Now, have students volunteer to look through their piles of “unhealthy” fish and read some of the characteristics out loud to the class. Guide the class through some dialogue:

  • What do we think about these characteristics? Why are they harmful in a relationship?
  • What are some concrete examples of these characteristics? (Example Characteristic: “Putting [them] down”; Concrete Example: insulting and/or making fun of a partner in front of their friends or family.)
  • Why did we not throw the fish back into the sea after we caught them and saw they were “unhealthy?” (NOTE: it is important to explain to your students that, especially in early relationships, many young people do not understand how their actions can be abusive or controlling. Sometimes, they just need to be told that their actions are harmful for them to understand and change their behavior. However, if this behavior goes unchecked and continues or worsens over time, that is when someone should either seek help or break up with their partner…because there are plenty of fish in the sea!)
  • What are some ways we can talk to our partners when they exhibit these unhealthy characteristics? (Using the example above: “It really hurt my feelings when you talked down to me like that in front of your friends. You may have been joking around, but it hurt and I didn’t think it was funny.”)

Step 11.

Reflect on the experience with the class through dialogue:

  • What did you think of this activity?
  • How was it similar to real life dating? How was it not similar?

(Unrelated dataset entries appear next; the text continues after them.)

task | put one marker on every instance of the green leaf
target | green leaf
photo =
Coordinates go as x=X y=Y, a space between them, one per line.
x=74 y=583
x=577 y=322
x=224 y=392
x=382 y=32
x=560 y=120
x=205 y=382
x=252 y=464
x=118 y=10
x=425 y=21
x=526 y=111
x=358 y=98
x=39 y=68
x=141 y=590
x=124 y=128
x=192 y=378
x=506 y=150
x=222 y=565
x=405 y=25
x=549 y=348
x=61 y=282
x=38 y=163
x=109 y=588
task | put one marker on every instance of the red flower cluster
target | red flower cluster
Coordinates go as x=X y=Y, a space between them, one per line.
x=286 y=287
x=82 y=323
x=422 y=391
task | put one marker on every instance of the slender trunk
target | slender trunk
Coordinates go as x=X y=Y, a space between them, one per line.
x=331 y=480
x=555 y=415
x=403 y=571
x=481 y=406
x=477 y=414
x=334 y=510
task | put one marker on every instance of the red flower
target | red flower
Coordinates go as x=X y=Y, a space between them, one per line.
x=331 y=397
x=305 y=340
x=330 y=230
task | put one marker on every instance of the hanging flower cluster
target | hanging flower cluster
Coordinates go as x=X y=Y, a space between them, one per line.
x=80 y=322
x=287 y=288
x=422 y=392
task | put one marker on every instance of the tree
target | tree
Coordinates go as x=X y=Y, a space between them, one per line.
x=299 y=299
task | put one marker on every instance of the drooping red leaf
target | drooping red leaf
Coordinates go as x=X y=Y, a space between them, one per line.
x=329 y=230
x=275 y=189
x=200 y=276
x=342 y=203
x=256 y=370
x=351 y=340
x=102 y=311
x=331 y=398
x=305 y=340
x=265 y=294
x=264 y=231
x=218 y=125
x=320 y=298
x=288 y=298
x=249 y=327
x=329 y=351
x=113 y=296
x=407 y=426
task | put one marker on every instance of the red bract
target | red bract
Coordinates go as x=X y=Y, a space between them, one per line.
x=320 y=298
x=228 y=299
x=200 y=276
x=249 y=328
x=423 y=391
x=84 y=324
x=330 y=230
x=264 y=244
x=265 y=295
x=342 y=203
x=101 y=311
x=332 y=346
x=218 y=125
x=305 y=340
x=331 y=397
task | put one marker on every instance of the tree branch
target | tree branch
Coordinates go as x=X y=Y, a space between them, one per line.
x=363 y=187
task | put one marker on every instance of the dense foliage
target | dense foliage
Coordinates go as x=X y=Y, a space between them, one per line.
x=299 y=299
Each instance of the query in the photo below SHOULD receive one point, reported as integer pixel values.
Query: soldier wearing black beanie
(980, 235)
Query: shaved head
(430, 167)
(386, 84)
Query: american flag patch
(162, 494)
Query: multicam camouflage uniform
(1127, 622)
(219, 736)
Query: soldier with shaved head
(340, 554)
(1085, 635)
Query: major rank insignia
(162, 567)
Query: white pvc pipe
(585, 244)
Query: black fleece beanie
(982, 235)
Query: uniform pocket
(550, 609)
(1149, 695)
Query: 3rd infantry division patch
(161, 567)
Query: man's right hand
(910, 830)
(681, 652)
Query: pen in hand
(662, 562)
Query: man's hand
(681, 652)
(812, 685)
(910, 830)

Materials needed: paper, pen, poster paper, markers

Individual Manifestos

Step 1.

Explain to your students that they will individually create their own relationship manifesto, declaring what they demand from their relationships with others. A manifesto is a written statement declaring publicly the intentions, motives, or views of its issuer. As the word implies, the writer makes their values, beliefs, or intentions manifest by writing them down, and sometimes by sharing them.

Manifestos are:

  • Well thought-out and personal
  • Intended to be meaningful and powerful, with every sentence a strong statement
  • Ideally will shape future actions, decisions, and relationships

Step 2.

Explain that they can utilize poetry, drawing, or other visual art, movement, and/or song, or they can create a simple free write. Invite them to be creative.

Step 3.

Share some action-based sentence starters for a strong relationship manifesto, including:

  • I demand…
  • I expect...
  • I require...
  • I do not put up with...
  • I draw the line when...
  • I will do... if...
  • I will respect myself enough to...

Step 4.

The more personal the manifestos can be, the better. Tell them that they can use the prompts given or develop something completely different. Students should know that these are for them and that they will not be required to share anything that they do not wish to share.

Group Manifestos

Step 1.

Ask your students to underline a sentence from each of their manifestos that they are willing to share with the class and that they feel is most significant and/or representative of their manifesto as a whole. If they do not want to share any portion of their manifesto with the class, they can write a new line that they will share instead.

Step 2.

Have students stand in a circle around the classroom.

Step 3.

In the circle, have each student share, one after another, and their underlined sentence—creating a single, spoken manifesto that combines them all.

Step 4.

Students may benefit from receiving an email or handout of their classroom manifesto. To create this, you could record them reading, or collect their manifestos and simply type out each of the underlined sentences. If you do collect their manifestos, make sure to return them to the students so that they may hold on to them and come back to them from time to time, if they so choose.